The two main brands in this space are Beelink and MINISFORUM. Both build comparable machines in the $130-200 range. The detailed head-to-head is in Beelink vs MINISFORUM, but the short version is that either brand will do the job. Start with a Beelink EQ12 Pro or Beelink S12 Pro if you want the lowest-friction path.
Once you have the hardware, the Proxmox install guide for mini PCs walks through the install, BIOS settings, and first-boot checklist.
Head-to-head: two-year total cost of ownership
The real cost comparison isn’t the sticker price. It’s what you spend over the first two years, including electricity, which is the biggest hidden line item on the enterprise server side.
| Factor | Mini PC (Beelink N100) | Used Server (Dell R620) | Raspberry Pi 5 |
|---|---|---|---|
| Hardware upfront | $165 | $200 | $120 |
| Idle power draw | 12W | 150W | 6W |
| Annual electricity (US avg) | ~$13 | ~$175 | ~$7 |
| 2-year electricity | ~$26 | ~$350 | ~$14 |
| 2-year total | ~$191 | ~$550 | ~$134 |
| Noise | Near silent | Loud | Silent |
| Form factor friendly? | Yes, anywhere | No, needs rack | Yes, anywhere |
The Pi wins on absolute cost, the mini PC wins on cost-per-useful-workload, and the enterprise server is the most expensive option over two years despite being the cheapest on day one. This is the chart I wish someone had handed me before I spent a weekend watching R620 listings on eBay.
What about performance?
Raw performance ranking is: enterprise server, mini PC, Raspberry Pi. But raw benchmarks aren’t the right question. The right question is whether the hardware comfortably runs what you want to run. A mini PC running Proxmox with a Debian VM hosting 10 Docker containers (Pi-hole, Jellyfin, Immich, Vaultwarden, Paperless-ngx, Uptime Kuma, Portainer, a reverse proxy, Syncthing, and a backup service) runs at 15-25% CPU and 40-60% RAM. There’s plenty of headroom.
The enterprise server is faster, but for a first homelab you won’t come close to using its capacity. You’re paying to idle 16 cores.
Which should you buy?
Use this decision tree.
Buy a Raspberry Pi 5 if:
- You want a single-purpose device (Pi-hole, Home Assistant, etc.) and you know exactly what it’s for.
- Power and silence are hard requirements (bedroom, solar, battery).

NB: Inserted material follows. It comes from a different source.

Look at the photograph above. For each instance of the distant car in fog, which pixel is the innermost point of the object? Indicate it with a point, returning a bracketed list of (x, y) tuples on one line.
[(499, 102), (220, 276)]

- You’re at the “is homelabbing for me at all?” stage and want to spend as little as possible.
Buy a mini PC if:
- You want to run Proxmox, Docker, and a handful of services.

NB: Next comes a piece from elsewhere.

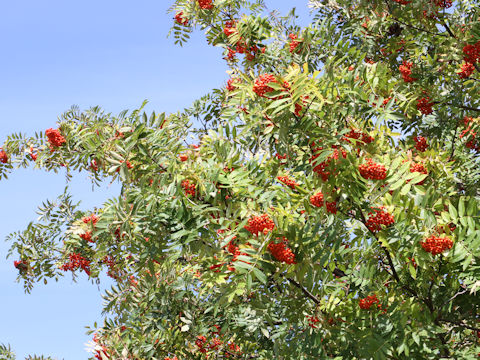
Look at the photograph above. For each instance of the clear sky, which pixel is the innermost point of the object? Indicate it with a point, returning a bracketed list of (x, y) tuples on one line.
[(56, 54)]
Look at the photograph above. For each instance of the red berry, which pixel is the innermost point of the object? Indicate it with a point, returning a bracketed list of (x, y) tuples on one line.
[(55, 138), (3, 157), (288, 181), (317, 199), (372, 171), (260, 224), (378, 218), (420, 143), (436, 245), (205, 4)]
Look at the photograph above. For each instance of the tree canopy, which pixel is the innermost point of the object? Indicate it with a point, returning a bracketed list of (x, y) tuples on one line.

- You want to try things, change your mind, and add services over time.
- You need the homelab to live in a normal living space.
- This is your first homelab and you’re not sure yet what you’ll end up running.
Buy a used enterprise server if:
- You have a basement, garage, or dedicated equipment room.
- You specifically want to learn enterprise-grade hardware and out-of-band management.
- You have a clear plan for workloads that need 16+ cores and 64GB+ RAM.
- Power and noise genuinely don’t matter for your situation.
For 90% of people starting their first homelab: get a mini PC. If you outgrow it in a year, you’ve paid for it many times over in learning, and you can add a second node or upgrade without regret. You can see a full build sheet in the budget homelab starter stack, which lays out what to buy around the mini PC to complete a working setup.
The honest summary
The homelab forums will tell you there’s a right answer. There isn’t. There’s a right answer for your constraints. A Pi is right when the job is small and the constraints are tight. A used server is right when the job is big and the constraints are loose. A mini PC is right for almost everything in between, which is where most first homelabs actually live.
Start with the mini PC. If you need something bigger or smaller later, that purchase will tell you exactly what to buy next.